There seems to be a basic difference in how you and your DH approach money and investing. If he is comfortable with this accounting firm, I doubt you will be able to (or should) pry him away from it. Do not get involved with their "advisor" suggestion. It may not be possible to prevent your DH from making that choice though.Good advice on accountant. On FA, DH is not interested as he is "not a stock market or retirement fund guy" and I gave him reading material on Jack Bogle and Vanguard and he is on board.
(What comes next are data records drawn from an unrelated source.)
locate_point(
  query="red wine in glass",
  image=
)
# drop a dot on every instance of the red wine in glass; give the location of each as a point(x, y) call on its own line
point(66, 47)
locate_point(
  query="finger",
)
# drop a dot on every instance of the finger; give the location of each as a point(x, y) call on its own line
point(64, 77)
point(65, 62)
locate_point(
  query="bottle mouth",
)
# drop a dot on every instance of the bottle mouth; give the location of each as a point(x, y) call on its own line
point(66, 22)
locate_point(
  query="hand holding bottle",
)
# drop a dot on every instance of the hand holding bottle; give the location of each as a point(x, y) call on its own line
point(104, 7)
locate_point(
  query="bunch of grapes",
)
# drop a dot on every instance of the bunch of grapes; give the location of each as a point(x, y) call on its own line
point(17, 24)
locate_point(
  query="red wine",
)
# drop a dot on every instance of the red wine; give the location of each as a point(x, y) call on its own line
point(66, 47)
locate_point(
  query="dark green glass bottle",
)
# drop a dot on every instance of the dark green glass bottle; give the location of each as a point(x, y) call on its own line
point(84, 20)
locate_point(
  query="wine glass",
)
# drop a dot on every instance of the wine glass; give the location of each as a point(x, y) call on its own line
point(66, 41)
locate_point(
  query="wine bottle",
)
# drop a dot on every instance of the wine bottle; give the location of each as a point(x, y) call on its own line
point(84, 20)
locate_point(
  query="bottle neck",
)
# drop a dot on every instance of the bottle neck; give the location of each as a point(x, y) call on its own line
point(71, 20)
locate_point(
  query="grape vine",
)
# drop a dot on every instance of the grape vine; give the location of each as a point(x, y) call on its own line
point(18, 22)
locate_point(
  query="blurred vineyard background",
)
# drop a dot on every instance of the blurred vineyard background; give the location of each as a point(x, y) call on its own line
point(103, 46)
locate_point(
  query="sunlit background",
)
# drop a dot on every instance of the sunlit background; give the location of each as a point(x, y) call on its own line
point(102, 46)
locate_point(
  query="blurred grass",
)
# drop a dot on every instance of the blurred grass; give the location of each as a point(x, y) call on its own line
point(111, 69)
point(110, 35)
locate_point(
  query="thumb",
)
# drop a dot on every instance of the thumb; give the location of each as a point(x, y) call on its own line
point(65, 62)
Regarding the questions I asked in your other thread, if DH is willing to use Vanguard too, you will need to get all that figured out before you present your financial information to Vanguard's CFP. So go ahead and start working on that (after you get your brain out of panic mode). If for now you plan to use VPAS and he doesn't, get your part figured out. His will go too and most importantly we will be maxing out 5.5 x 2 tIRA, starting a 403b for me with 18k (increasing hours) and starting a solo 401k for him. I filled the questionnaire from VPAS out and will have appointment with them mid-March. In general it is good for him to think of the future in a more concrete way as he has a real problem with that. Even simple stuff like I am happy to retire in a cheap condo in FL but he really wants to stay here (ny). Also, he assumed we will have plenty enough money to help our son start out and buy an apartment while we can't even afford the same private college dh went to and keeps throwing charity money at (10k/yr.)

Regarding the "back door"....I would not do any Roth conversions (for you or DH) just yet. When you get your information together, post that and let us help you decide if you can/should go ahead and do the Roth conversions. From what I think I've read, you are probably good to go. Your DH is definitely NOT good to go - both the 401k rollover and the SEP IRA situations have to be figured out and handled first.Ok. Going to relax. VPAS can tell me and I will ask in March wen I get farther along.

Know that most accountants have never heard of the "back door" and will not know how to advise you or do the paperwork involved. So do not be critical of his accountant person if she seems clueless. OK.Also realize if you plan to file married jointly and if he insists on his old accountant, you might do better to just skip the back door all-together. OK. Depending on when the non-deductible contributions to IRA occurred, you might consider just having your contribution "returned" (made as if it never happened).
Thank you so much for all of this information jg. I am feeling so much better!